How to design, implement, and operate caches that make systems fast, cheap, and reliable.
Caching is one of the most leverage-rich tools in systems engineering: it can cut tail latency by orders of magnitude, reduce database load, and shrink cloud bills. But poorly designed caches cause subtle correctness bugs, “thundering herd” outages, and stale data nightmares.
This guide goes deep on what to cache, where to cache, how to keep it fresh, and how to measure it, with diagrams and runnable code.
1) Where Caches Live (Multi-Level Caching) #
flowchart LR
A["Client\n(Browser/App)"] --> B["CDN/Edge Cache\n(L0)"]
B --> C["Reverse Proxy Cache\n(e.g., NGINX)"]
C --> D["App Server L1\n(in-process cache)"]
D --> E["Distributed Cache L2\n(e.g., Redis/Memcached)"]
E --> F["Primary Datastore\n(SQL/NoSQL/Search)"]
- L0 Edge/CDN: Static assets, static JSON, API GET with cache headers.
- Reverse proxy: Response caching, compression, ETag handling.
- L1 in-process: Nanosecond access; great for per-instance hot keys. Loses data on restart.
- L2 distributed: Cross-instance shared cache; survives app restarts.
- DB: Source of truth.
Rule of thumb: Promote the most frequently accessed & stable data up the pyramid.
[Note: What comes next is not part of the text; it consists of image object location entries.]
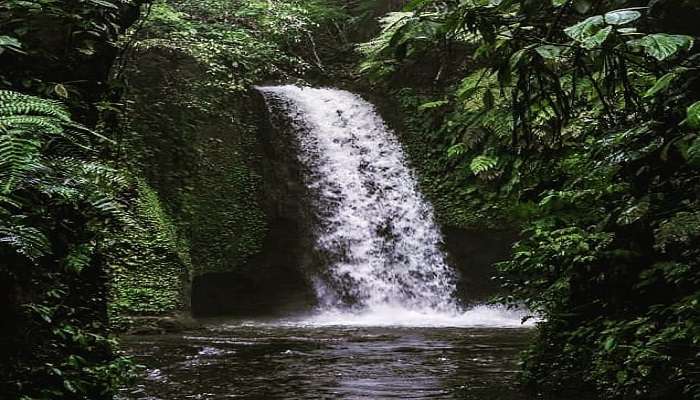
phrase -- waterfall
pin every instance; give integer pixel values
(375, 226)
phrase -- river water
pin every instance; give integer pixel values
(389, 323)
(280, 360)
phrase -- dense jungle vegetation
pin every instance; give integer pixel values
(577, 121)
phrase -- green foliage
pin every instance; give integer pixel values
(49, 172)
(240, 43)
(578, 122)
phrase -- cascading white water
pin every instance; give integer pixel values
(375, 225)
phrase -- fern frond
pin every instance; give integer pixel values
(13, 103)
(17, 157)
(25, 240)
(484, 167)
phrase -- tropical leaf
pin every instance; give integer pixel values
(662, 45)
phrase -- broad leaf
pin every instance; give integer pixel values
(662, 46)
(549, 52)
(661, 84)
(694, 115)
(585, 30)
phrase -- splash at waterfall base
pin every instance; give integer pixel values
(383, 251)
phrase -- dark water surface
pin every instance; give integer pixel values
(246, 360)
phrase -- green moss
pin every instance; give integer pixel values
(149, 263)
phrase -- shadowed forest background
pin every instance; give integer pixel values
(557, 139)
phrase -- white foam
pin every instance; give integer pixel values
(375, 225)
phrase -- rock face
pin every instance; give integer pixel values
(274, 280)
(473, 252)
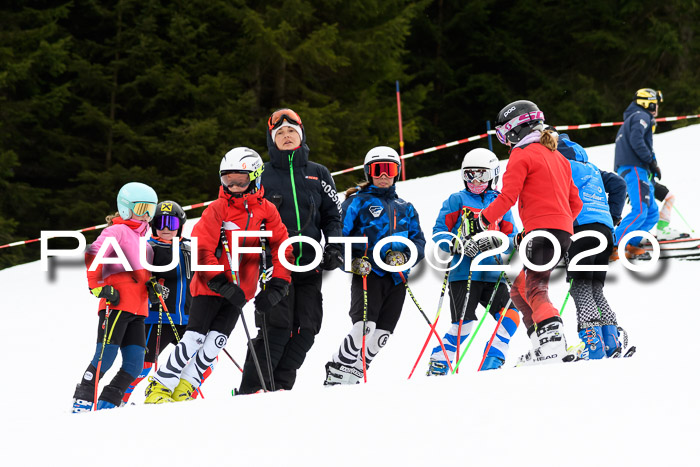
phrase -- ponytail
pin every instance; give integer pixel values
(548, 139)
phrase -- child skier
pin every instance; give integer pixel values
(597, 323)
(217, 300)
(123, 299)
(480, 170)
(375, 211)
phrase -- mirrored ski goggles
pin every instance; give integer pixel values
(502, 130)
(479, 175)
(283, 114)
(140, 209)
(377, 169)
(166, 222)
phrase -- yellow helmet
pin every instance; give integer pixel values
(648, 98)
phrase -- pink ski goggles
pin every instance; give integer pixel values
(502, 131)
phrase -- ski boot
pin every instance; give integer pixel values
(552, 343)
(157, 393)
(437, 368)
(183, 391)
(492, 363)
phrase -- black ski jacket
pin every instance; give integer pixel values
(304, 193)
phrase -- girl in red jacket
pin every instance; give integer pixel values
(217, 301)
(539, 178)
(123, 298)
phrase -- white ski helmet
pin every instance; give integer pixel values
(136, 198)
(381, 154)
(243, 160)
(480, 165)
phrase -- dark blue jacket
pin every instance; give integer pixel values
(376, 213)
(593, 184)
(450, 220)
(633, 143)
(176, 282)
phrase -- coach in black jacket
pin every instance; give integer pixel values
(305, 196)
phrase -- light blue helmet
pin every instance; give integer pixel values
(136, 198)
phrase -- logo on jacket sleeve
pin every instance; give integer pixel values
(376, 210)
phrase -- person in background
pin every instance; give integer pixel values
(123, 298)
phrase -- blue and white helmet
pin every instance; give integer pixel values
(136, 198)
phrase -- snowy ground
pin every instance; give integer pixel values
(638, 411)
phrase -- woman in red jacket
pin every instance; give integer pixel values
(217, 300)
(539, 178)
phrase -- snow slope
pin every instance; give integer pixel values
(638, 411)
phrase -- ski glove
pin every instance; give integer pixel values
(228, 290)
(361, 266)
(466, 247)
(654, 169)
(154, 290)
(274, 292)
(395, 258)
(332, 258)
(107, 292)
(489, 243)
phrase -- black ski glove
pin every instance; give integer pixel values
(107, 292)
(228, 290)
(332, 258)
(654, 169)
(274, 292)
(154, 290)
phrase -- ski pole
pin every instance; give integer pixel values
(437, 315)
(266, 342)
(495, 331)
(102, 351)
(432, 327)
(160, 322)
(566, 299)
(224, 241)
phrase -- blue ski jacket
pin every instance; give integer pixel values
(593, 184)
(450, 220)
(633, 143)
(376, 213)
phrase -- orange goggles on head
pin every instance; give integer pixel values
(279, 116)
(390, 169)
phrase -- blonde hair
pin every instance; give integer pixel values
(110, 219)
(549, 140)
(354, 189)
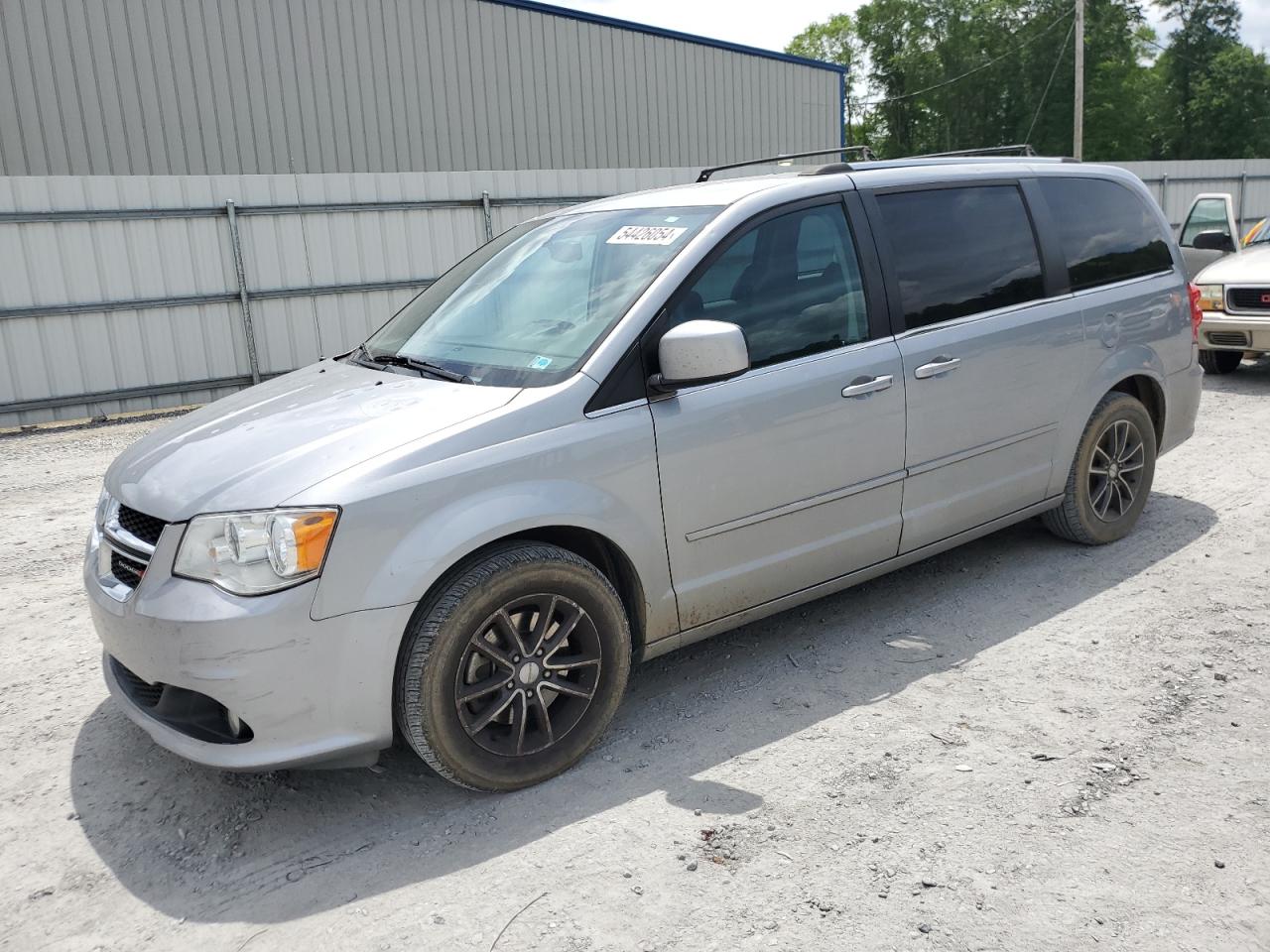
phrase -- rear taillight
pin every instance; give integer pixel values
(1197, 313)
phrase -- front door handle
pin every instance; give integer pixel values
(939, 366)
(864, 386)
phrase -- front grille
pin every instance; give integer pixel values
(1248, 298)
(1228, 338)
(146, 529)
(126, 570)
(187, 711)
(143, 692)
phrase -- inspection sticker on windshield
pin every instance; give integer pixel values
(645, 235)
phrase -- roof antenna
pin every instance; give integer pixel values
(309, 264)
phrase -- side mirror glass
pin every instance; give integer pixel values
(1214, 241)
(699, 352)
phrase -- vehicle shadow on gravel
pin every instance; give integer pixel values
(213, 847)
(1252, 377)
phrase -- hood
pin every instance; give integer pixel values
(1251, 266)
(262, 445)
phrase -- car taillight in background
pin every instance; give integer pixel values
(1197, 312)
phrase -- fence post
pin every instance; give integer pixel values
(1238, 218)
(489, 217)
(243, 298)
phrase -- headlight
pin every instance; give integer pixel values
(1210, 298)
(250, 553)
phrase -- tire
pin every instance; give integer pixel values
(1101, 508)
(484, 635)
(1220, 361)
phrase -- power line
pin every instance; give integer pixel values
(1053, 72)
(1173, 53)
(970, 72)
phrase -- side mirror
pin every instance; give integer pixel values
(699, 352)
(1214, 241)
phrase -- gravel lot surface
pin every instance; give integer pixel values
(1021, 744)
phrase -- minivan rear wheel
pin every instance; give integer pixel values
(1220, 361)
(509, 674)
(1110, 476)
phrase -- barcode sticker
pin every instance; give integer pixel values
(645, 235)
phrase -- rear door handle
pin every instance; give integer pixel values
(937, 367)
(864, 386)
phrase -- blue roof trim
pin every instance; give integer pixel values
(549, 9)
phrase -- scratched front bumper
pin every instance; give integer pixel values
(314, 693)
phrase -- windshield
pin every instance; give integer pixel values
(531, 304)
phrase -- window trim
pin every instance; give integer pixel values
(870, 277)
(1051, 286)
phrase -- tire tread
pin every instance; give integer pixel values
(483, 567)
(1065, 521)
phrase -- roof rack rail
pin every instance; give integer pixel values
(1019, 149)
(865, 153)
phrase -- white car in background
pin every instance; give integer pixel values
(1233, 281)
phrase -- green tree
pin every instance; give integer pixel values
(1228, 111)
(1206, 28)
(833, 41)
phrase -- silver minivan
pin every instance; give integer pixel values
(625, 426)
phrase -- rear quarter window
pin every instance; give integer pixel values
(1106, 231)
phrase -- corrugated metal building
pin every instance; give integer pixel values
(209, 87)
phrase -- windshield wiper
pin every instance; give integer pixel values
(417, 365)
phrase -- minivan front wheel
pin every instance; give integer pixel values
(1110, 476)
(511, 673)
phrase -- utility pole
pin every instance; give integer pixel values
(1079, 112)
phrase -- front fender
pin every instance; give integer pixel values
(1130, 361)
(414, 522)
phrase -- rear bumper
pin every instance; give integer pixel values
(1182, 405)
(1234, 331)
(313, 693)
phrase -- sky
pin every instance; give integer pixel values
(772, 26)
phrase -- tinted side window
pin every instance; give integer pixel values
(960, 252)
(792, 284)
(1106, 231)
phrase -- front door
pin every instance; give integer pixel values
(1207, 232)
(789, 475)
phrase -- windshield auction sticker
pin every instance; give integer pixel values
(645, 235)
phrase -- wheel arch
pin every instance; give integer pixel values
(1150, 394)
(597, 548)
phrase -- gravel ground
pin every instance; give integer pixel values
(1017, 746)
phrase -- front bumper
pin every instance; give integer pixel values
(1234, 331)
(313, 693)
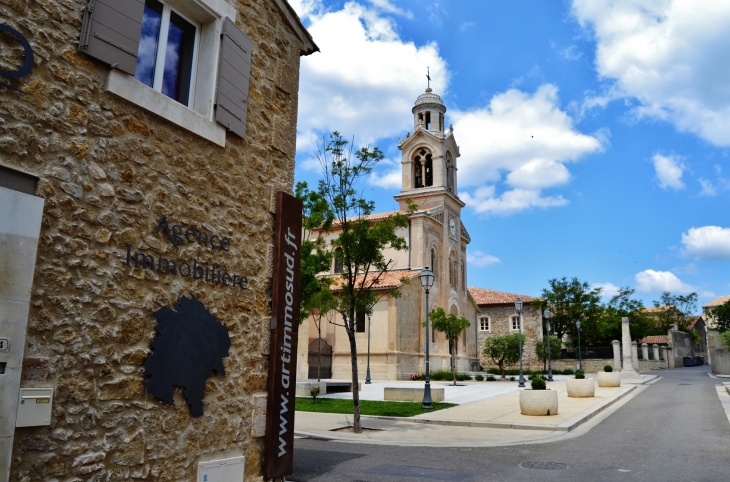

2) Core Caching Patterns #
2.1 Cache-Aside (Lazy Loading)
The application fetches from cache first; on miss, read from DB and populate the cache.
sequenceDiagram
participant App
participant Cache
participant DB
App->>Cache: GET key
alt Hit
Cache-->>App: value
else Miss
App->>DB: SELECT ...
DB-->>App: value
App->>Cache: SET key=value TTL
Cache-->>App: OK
end
- Pros: Simple, minimal coupling to cache.
- Cons: First request pays DB cost; risk of stampede on popular keys.
2.2 Read-Through
The cache itself knows how to load from DB on misses (via loader/adapter).
sequenceDiagram
participant App
participant Cache
participant DB
App->>Cache: GET key
alt Hit
Cache-->>App: value
else Miss
Cache->>DB: Load data
DB-->>Cache: value
Cache->>Cache: Store value
Cache-->>App: value
end
- Pros: Centralized logic; fewer stampedes.
- Cons: Cache becomes smarter (more moving parts).
2.3 Write-Through
Writes go to cache and DB synchronously.
sequenceDiagram
participant App
participant Cache
participant DB
App->>Cache: SET key=value
Cache->>DB: Write data
DB-->>Cache: OK
Cache-->>App: OK
- Pros: Reads always hot; strong consistency (cache == DB).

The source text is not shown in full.